Background. Abacavir-lamivudine and tenofovir DF-emtricitabine fixed-dose combinations are commonly used as first-line antiretroviral therapies. However, few studies have comprehensively compared their relative safety profiles. Methods. In this European, multicenter, open-label, 96-week study, antiretroviral-naive adult subjects with human immunodeficiency virus (HIV) infection were randomized to receive either abacavir-lamivudine or tenofovir-emtricitabine with efavirenz. Primary analyses were conducted after 48 weeks of treatment. Bone mineral density (BMD), a powered secondary end point, was assessed by dual energy x-ray absorptiometry. Bone turnover markers (osteocalcin, procollagen 1 N-terminal propeptide, bone specific alkaline phosphatase, and type 1 collagen cross-linked C telopeptide [CTx]) were assessed in an exploratory analysis. Results. A total of 385 subjects were enrolled in the study.

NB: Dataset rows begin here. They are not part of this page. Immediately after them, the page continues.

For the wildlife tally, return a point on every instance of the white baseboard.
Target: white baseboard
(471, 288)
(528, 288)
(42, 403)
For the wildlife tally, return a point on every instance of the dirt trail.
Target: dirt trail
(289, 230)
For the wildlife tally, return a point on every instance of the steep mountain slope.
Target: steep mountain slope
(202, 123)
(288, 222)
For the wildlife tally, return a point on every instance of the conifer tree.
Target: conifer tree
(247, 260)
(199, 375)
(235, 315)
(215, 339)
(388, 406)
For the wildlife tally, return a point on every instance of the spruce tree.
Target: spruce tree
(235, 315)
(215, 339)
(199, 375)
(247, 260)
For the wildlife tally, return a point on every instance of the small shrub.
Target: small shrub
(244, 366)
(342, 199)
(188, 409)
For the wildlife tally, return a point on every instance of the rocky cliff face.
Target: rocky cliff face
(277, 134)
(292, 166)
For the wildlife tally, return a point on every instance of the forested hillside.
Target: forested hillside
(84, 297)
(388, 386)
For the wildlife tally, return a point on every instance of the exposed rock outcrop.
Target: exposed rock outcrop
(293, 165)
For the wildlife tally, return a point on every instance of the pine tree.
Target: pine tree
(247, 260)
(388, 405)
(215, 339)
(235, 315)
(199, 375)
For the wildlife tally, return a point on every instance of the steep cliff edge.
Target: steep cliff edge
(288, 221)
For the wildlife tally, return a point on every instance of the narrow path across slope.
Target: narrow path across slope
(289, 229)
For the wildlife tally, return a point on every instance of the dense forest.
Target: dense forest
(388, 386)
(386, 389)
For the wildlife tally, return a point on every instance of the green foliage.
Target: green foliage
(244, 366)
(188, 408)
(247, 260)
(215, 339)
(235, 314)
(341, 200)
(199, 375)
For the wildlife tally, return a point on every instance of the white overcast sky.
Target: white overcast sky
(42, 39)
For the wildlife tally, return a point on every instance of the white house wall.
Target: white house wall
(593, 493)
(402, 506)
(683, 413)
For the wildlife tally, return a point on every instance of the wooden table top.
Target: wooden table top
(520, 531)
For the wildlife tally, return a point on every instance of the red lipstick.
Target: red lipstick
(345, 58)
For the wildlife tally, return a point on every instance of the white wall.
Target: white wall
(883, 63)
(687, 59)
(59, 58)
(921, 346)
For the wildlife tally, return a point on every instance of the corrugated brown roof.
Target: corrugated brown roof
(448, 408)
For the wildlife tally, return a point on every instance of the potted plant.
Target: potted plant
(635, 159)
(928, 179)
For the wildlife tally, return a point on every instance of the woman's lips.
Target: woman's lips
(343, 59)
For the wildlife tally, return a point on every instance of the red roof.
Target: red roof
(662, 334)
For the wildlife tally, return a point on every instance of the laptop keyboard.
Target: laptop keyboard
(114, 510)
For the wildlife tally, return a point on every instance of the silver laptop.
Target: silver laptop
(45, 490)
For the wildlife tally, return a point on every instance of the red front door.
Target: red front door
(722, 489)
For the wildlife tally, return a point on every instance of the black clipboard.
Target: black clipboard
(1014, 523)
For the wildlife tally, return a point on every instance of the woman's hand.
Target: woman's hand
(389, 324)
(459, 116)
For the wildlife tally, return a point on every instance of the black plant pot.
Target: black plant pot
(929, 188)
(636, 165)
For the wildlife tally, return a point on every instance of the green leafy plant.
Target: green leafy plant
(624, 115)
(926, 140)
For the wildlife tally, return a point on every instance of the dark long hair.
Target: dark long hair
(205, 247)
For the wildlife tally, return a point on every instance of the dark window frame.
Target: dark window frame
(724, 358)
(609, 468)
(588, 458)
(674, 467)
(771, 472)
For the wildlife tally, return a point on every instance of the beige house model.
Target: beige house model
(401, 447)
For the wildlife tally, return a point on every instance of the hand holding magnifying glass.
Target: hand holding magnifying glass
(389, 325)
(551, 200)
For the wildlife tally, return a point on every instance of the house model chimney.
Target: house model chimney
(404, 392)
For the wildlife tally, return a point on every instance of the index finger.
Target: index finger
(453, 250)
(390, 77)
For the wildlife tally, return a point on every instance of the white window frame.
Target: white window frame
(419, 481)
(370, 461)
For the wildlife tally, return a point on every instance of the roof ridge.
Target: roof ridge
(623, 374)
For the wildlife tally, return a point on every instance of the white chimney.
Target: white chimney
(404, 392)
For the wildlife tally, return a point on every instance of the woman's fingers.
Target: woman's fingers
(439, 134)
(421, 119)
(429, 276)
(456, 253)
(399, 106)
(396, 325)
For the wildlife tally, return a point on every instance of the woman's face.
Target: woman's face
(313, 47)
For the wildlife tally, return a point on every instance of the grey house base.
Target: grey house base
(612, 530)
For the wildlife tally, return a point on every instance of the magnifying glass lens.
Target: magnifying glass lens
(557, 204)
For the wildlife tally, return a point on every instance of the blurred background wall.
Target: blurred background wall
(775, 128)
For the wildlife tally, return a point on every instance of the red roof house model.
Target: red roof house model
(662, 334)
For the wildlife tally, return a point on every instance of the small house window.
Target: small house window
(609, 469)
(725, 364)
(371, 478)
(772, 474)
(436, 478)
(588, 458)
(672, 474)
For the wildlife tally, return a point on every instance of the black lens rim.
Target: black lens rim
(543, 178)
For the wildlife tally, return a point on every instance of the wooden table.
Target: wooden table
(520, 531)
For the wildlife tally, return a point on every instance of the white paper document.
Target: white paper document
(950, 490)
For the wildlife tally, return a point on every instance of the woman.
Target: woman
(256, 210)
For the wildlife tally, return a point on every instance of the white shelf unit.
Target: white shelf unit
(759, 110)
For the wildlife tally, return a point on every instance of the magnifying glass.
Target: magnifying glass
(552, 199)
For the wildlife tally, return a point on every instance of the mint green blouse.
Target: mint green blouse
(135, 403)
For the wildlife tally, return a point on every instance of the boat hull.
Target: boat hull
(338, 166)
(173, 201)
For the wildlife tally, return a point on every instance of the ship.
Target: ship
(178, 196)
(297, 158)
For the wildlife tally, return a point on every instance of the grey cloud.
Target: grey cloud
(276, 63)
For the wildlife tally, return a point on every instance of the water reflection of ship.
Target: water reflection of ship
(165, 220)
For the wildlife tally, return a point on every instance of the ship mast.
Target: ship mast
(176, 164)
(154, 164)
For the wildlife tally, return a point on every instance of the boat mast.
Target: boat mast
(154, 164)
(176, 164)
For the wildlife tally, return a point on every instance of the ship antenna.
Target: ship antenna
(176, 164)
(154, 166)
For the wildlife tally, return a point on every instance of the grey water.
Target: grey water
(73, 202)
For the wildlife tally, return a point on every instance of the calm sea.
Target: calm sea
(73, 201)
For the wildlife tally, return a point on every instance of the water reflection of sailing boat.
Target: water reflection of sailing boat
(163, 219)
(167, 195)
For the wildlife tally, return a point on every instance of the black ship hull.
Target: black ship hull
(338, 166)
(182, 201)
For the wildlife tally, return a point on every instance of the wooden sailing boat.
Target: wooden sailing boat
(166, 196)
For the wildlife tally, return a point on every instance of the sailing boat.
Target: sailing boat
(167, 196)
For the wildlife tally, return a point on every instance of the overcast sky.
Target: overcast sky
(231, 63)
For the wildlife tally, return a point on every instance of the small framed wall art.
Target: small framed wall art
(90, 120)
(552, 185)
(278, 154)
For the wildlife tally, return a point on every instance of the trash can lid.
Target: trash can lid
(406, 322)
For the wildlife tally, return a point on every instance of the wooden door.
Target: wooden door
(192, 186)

BMD loss was observed in both treatment groups, with a significant difference in the change from baseline in both total hip (abacavir-lamivudine group, −1.9%; tenofovir-emtricitabine group, −3.6%; P <; .001) and lumbar spine (abacavir-lamivudine group, −1.6%; tenofoviremtricitabine group, −2.4%; P = .036). BMD loss of ⩾6% was more common in the tenofovir-emtricitabine group (13% of the tenofovir-emtricitabine group vs 3% of the abacavir-lamivudine group had a loss of ⩾6% in the hip; 15% vs 5% had a loss of ⩾6% in the spine). Bone turnover markers increased in both treatment groups over the first 24 weeks, stabilizing or decreasing thereafter. Increases in all markers were significantly greater in the tenofovir-emtricitabine treatment group than in the abacavir-lamivudine group at week 24. All but CTx remained significantly different at week 48 (eg, osteocalcin: abacavir-lamivudine group, +8.07 mg/L; tenofoviremtricitabine group, +11.92 mg/L; P < .001). Conclusions. This study demonstrated the impact of first-line treatment regimens on bone. Greater increases in bone turnover and decreases in BMD were observed in subjects treated with tenofovir-emtricitabine than were observed in subjects treated with abacavir-lamivudine.